A preacher is to yield to the call to preach Jesus’ gospel of grace regardless of what people say, think, or how they respond (or don’t). Remember the scene of Moses at the burning bush? God called him to face Pharaoh and demand Israel’s liberty. This was a weighty assignment, and Moses gave every excuse as to why he wasn’t the man for the job. “Who am I to appear before Pharaoh?” he protested, “I’m not very good with words. I never have been, and I’m not now, even though you have spoken to me. I get tongue-tied, and my words get tangled” (Ex. 3:11; 4:10).
It’s very easy for me to slip into a similar mindset, fearing my skills are lacking, that someone else is better suited for the task, or that the burden of the call is too great. But the glory of the gospel is that a primary qualification for being a preacher, in any capacity, is recognizing how terribly unqualified you are.
Remember how the Lord replied to Moses’ grievance? “Who has made man’s mouth? Who makes him mute, or deaf, or seeing, or blind?

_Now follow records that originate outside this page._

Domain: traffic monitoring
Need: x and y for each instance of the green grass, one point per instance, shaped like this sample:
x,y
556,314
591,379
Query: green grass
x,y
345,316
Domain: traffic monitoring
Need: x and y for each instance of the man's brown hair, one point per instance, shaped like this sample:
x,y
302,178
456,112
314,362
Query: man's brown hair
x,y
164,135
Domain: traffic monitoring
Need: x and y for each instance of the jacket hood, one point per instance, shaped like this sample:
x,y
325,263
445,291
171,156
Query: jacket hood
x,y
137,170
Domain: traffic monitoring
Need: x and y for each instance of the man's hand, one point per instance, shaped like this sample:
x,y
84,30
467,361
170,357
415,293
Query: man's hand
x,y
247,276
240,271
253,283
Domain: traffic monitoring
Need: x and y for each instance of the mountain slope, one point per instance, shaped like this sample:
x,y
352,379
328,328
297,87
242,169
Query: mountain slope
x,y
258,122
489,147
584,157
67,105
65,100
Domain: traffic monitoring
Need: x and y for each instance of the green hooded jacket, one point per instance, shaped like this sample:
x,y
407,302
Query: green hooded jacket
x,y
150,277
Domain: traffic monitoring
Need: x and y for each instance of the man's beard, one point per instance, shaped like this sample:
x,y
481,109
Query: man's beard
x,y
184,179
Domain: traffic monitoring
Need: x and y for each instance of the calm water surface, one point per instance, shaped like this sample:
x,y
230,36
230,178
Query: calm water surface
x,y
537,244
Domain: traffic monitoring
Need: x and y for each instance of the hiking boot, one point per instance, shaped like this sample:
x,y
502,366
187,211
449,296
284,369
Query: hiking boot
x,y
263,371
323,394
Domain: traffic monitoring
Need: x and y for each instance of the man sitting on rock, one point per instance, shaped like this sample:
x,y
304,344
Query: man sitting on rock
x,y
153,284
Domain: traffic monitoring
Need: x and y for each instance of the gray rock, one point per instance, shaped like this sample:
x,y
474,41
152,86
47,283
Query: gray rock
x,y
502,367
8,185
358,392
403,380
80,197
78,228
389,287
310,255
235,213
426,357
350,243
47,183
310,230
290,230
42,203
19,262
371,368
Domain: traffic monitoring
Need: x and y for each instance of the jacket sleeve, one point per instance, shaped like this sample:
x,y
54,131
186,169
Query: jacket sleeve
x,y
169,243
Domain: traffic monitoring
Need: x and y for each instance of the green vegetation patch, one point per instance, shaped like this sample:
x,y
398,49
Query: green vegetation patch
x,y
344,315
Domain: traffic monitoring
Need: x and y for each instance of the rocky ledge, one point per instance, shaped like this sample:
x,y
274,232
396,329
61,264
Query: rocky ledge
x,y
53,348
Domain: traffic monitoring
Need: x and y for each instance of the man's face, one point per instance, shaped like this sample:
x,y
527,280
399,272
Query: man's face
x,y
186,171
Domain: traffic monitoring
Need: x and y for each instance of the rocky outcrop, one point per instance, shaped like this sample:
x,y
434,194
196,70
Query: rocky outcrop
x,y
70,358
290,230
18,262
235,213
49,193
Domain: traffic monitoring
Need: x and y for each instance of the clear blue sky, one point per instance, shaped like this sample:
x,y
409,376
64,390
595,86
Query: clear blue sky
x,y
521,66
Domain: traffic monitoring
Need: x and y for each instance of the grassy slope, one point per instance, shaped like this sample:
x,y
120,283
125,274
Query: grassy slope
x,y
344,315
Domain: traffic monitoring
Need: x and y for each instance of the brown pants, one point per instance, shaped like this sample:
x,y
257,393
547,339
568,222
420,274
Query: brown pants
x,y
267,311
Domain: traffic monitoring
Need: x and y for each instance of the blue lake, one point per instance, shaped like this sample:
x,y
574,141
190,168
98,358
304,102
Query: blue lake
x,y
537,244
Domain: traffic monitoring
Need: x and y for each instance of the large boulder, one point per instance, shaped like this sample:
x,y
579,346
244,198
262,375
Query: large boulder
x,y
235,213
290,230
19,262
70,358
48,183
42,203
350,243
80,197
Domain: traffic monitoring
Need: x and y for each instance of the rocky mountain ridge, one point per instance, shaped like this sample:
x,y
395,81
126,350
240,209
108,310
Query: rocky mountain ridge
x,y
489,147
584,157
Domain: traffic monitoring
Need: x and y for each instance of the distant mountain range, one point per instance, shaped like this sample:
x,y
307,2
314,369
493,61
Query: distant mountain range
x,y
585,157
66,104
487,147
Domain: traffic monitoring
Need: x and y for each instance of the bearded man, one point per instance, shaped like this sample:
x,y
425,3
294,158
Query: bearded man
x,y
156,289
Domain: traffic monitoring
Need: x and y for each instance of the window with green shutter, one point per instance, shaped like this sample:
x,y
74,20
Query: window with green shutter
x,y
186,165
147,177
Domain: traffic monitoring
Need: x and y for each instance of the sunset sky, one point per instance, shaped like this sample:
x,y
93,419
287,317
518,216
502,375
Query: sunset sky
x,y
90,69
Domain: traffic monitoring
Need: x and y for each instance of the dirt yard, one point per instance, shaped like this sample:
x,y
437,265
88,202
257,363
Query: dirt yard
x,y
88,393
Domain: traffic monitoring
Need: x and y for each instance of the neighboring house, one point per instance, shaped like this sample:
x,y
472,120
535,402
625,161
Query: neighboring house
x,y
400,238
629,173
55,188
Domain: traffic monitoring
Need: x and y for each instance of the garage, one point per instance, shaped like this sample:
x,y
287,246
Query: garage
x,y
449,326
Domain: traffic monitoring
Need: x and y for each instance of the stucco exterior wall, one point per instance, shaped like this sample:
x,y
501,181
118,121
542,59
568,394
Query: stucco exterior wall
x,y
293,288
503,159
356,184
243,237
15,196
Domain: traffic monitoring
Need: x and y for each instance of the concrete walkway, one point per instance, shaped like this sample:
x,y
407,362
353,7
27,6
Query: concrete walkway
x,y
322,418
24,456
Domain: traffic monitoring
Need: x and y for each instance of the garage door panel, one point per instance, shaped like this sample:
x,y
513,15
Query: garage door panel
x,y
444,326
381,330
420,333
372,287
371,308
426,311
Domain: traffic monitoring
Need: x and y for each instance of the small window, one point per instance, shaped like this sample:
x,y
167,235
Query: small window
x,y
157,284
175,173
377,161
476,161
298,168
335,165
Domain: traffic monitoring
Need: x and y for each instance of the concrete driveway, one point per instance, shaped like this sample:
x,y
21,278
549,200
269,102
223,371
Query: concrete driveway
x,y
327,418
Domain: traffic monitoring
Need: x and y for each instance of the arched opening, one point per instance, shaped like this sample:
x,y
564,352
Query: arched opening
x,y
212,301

Is it not I, the LORD? Now therefore go, and I will be with your mouth and teach you what you shall speak” (Ex. 4:11-12).
“Now therefore go” – such a simple and direct command. God promised that Moses wouldn’t be defiantly speaking and standing before Pharaoh in his own ability and strength, using his own words and rhetoric. Rather, the power, presence, and grace of God would go with him, and the words of God would flow through him.
In some ways, inadequacy and unworthiness are precisely how we ought to feel as youth pastors – inadequacy should be a part of your job description. The emotions we put into preaching should never be characterized by self-assurance. Instead, we should feel our way forward tentatively but confidently, with a sense of unfinished business and total reliance on God.
Preachers are merely channels of His grace.
All of my eloquence and tact in delivering a message are merely distractions designed to tear me up if I fail, or swell my pride if I succeed.
A pastor’s capacity for preaching rests on God the Father to perform the work. I’d contend that inadequacy and unworthiness are signs that God has done the work for you. You can fully rely on the power and grace of Christ because His gospel can shine a light on the darkest soul, regardless of how vividly it’s presented.
Furthermore, a pastor’s mission is never over. It’s Monday, it’s time to forget all the times of misspeaking and begin letting God speak to you again. The battle lies in evading these downcast feelings and distracting thoughts and allowing God to use you again and again, despite what you think about yourself. And that’s the best part: God only uses broken, inadequate people to proclaim His perfect, un-yielding gospel.
Recall the encouraging, inspired words of Paul: “God chose what is foolish in the world to shame the wise; God chose what is weak in the world to shame the strong; God chose what is low and despised in the world, even things that are not, to bring to nothing things that are, so that no human being might boast in the presence of God” (1 Cor. 1:27-29).
Youth pastors – perhaps foolish, weak, low, or despised – put your confidence in Jesus. God will fulfill the rest. Your errand is, “Now therefore go” – speak and persist unashamed in the message He lays on you.